October 01, 2016
Greg Budd ’16, of Kennett Square, Pa., traveled to Changbuni, Ghana, this summer, with the organization Saha Global. The opportunity, suggested to him by Professor of Earth and Environmental Sciences Kathy Straub, brought together his interests in economics and earth and environmental sciences, his major and minor, respectively.
Saha Global is a nonprofit organization addressing the lack of clean drinking water in the Northern Region of Ghana.

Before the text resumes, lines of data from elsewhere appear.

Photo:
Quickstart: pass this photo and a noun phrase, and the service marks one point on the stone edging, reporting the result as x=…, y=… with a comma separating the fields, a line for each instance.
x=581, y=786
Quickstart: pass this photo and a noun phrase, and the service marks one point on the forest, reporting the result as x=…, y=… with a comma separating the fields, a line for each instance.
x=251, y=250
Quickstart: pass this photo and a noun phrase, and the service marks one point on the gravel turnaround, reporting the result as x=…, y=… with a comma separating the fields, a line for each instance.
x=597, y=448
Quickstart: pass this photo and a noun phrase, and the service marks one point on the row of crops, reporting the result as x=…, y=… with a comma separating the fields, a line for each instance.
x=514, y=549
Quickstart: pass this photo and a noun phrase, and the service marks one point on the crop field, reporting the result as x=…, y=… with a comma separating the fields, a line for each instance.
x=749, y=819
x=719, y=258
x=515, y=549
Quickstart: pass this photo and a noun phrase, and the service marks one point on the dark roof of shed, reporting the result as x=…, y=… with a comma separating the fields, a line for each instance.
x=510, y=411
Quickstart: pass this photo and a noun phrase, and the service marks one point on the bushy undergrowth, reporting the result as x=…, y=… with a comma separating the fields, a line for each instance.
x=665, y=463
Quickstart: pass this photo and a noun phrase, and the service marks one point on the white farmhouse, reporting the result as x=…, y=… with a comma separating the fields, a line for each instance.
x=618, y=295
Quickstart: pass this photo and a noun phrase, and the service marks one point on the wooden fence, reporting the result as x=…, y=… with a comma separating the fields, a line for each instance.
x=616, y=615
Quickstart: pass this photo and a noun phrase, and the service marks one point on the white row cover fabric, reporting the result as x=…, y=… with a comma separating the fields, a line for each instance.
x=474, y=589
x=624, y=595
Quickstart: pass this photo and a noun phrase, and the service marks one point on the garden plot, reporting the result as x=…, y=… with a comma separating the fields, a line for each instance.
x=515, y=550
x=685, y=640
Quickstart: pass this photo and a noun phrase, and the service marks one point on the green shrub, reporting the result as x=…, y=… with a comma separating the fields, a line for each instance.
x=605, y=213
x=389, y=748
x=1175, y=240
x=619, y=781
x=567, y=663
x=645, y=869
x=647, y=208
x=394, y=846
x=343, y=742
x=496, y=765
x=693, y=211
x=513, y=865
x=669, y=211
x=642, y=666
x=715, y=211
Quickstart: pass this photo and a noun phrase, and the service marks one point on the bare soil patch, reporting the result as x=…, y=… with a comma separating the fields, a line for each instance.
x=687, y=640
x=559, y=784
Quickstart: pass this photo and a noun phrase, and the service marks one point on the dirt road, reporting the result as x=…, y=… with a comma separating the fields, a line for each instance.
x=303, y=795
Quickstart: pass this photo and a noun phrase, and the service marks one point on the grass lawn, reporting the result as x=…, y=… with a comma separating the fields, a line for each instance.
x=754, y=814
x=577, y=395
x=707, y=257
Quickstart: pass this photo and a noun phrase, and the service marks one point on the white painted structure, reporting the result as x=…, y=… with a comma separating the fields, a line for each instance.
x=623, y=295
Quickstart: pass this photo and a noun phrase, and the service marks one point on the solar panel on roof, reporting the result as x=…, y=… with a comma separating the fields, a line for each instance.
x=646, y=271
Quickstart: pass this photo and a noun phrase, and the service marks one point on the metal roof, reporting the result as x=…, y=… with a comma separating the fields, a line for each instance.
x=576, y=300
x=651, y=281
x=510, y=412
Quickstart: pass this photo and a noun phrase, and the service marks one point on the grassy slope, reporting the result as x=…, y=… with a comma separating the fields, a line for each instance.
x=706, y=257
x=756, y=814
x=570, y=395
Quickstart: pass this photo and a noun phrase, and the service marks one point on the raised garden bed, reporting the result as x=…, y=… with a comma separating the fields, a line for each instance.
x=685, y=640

It helps launch businesses, run by women within the affected communities, that treat contaminated water from dugouts.
“This is economic development at the grassroots level,” Budd explains, “through a sustainable business that is providing access to safe drinking water at an affordable price.” He sees a “powerful combination” in the ability to provide clean water and a source of income for local women.
During the three-week trip, Budd, the son of Susquehanna alumni Steve ’78 and Jean Hedrick ’78 Budd, served as one of four field representatives. Accompanied by a driver and a translator, the team pitched the enterprise to villagers, assembled the business, trained its entrepreneurs, and provided education on safe drinking habits. Prior to the trip, team members raised funds to cover start-up costs.
Budd appreciated the chance to enter into the village’s culture and get to know the people living there. Saha Global continues those relationships after a team leaves—regularly checking in on businesses to help ensure their success.
Budd also connected with residents of Tamale, the city where his team stayed, as he and teammates explored everything “from the best roasted guinea fowl stand … to the more popular nightlife attractions.” Some of the trip’s most memorable moments arose from casual interactions in the city, such as a conversation Budd had with a Ghanian man about relationships between the country’s different tribes and Ghana’s relationship to the rest of the continent.
Overall, the trip reaffirmed Budd’s sense of direction: He says he wants to help those “struggling and stuck in an impoverished and unfair system” to access “the opportunities I have been blessed with my entire life.”